Il tintore di Glasgow, al contrario, era immerso in un ambiente del tutto diverso. Era un operaio e nella fabbrica aveva familiarizzato con i locali e non si scandalizzava delle loro molteplici e diverse ascendenze. I neri dell’Africa, gli indios delle foreste e delle montagne, i creoli e i caraibici; gli italiani, i portoghesi e gli spagnoli; frequentava tutti loro e tutti potevano essere i compagni con cui prendere a calci un pallone. Il gioco venne così espropriato dai nativi e fecondato dalla loro energia creatrice. Uscì dai ristretti circoli della high society d’oltremare, si spogliò degli orpelli standardizzati dalle pur necessarie regole e divenne invenzione estemporanea e continua. Nacquero le finte di corpo, le discese ubriacanti, le andature sghembe e oscillanti, i voli a testa in giù e gambe all’aria, tutti mutuati dalla capoeira, la danza guerriera degli schiavi neri.
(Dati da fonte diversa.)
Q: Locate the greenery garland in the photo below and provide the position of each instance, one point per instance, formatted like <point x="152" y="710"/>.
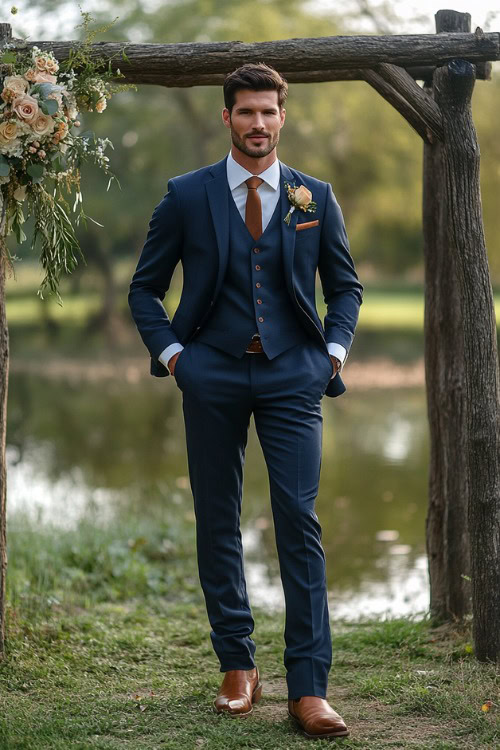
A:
<point x="42" y="151"/>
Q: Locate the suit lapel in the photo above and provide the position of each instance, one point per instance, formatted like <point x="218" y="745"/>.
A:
<point x="288" y="233"/>
<point x="218" y="198"/>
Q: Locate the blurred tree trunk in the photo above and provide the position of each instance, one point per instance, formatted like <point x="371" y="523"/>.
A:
<point x="4" y="382"/>
<point x="107" y="319"/>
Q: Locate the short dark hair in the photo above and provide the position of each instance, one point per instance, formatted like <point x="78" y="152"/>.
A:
<point x="255" y="77"/>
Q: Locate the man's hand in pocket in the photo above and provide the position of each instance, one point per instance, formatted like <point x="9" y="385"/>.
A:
<point x="172" y="361"/>
<point x="336" y="364"/>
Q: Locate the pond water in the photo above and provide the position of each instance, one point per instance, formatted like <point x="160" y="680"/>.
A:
<point x="119" y="448"/>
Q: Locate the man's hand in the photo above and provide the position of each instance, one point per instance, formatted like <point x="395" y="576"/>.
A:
<point x="336" y="364"/>
<point x="172" y="361"/>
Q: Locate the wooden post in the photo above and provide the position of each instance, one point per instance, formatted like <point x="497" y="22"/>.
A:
<point x="5" y="35"/>
<point x="478" y="395"/>
<point x="446" y="522"/>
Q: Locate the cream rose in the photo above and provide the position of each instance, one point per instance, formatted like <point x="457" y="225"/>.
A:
<point x="25" y="107"/>
<point x="44" y="78"/>
<point x="15" y="86"/>
<point x="62" y="128"/>
<point x="101" y="104"/>
<point x="40" y="63"/>
<point x="51" y="66"/>
<point x="8" y="132"/>
<point x="302" y="196"/>
<point x="43" y="125"/>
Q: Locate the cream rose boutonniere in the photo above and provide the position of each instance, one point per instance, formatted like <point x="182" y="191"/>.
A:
<point x="299" y="197"/>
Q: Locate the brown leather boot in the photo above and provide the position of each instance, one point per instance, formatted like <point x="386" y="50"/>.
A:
<point x="316" y="717"/>
<point x="240" y="689"/>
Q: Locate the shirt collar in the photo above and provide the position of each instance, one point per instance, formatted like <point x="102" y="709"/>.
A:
<point x="236" y="174"/>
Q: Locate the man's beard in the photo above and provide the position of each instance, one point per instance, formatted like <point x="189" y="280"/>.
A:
<point x="258" y="151"/>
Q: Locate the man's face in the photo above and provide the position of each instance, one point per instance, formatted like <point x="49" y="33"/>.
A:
<point x="255" y="122"/>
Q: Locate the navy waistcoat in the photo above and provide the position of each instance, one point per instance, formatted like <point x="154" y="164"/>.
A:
<point x="253" y="296"/>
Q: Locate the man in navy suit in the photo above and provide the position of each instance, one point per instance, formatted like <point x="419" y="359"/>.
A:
<point x="246" y="338"/>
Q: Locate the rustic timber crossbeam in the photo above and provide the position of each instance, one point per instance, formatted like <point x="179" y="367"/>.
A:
<point x="300" y="60"/>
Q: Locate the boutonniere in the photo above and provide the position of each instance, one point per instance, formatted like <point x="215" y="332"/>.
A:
<point x="299" y="197"/>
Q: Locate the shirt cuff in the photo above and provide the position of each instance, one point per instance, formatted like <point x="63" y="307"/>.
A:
<point x="339" y="351"/>
<point x="169" y="352"/>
Perciò, è probabile che si debba ridimensionare il ruolo dei precursori britannici e dar credito a una leggenda tutta indigena che Lorenzo Iervolino ha recuperato in Un giorno triste così felice, la bella ricostruzione dell’emozionante vita di Sócrates, il capitano rivoluzionario del Brasile cui l’Italia di Enzo Bearzot chiuse in faccia le porte del paradiso. La leggenda narra di un gruppo di ragazzini neri e mulatti, scalzi e a malapena coperti da improvvisati perizomi, indifferenti al caldo e al sudore, che violano il sacro perimetro tracciato da Miller nell’ossequioso rispetto dei precetti della Football Association e si dirigono nel mezzo del campo per riprendere la loro bola, un cocco fresco e morbido, o un coagulo rozzo fatto di stracci e carta, e senza essere notati tornano indietro verso altri venti, o trenta, o quaranta di loro, per ricominciare la loro partita di pelada, privi di divise, senza confini di tempo e di spazio, senz’altre norme che quelle della piena felicità che regala un’informe palla che rotola.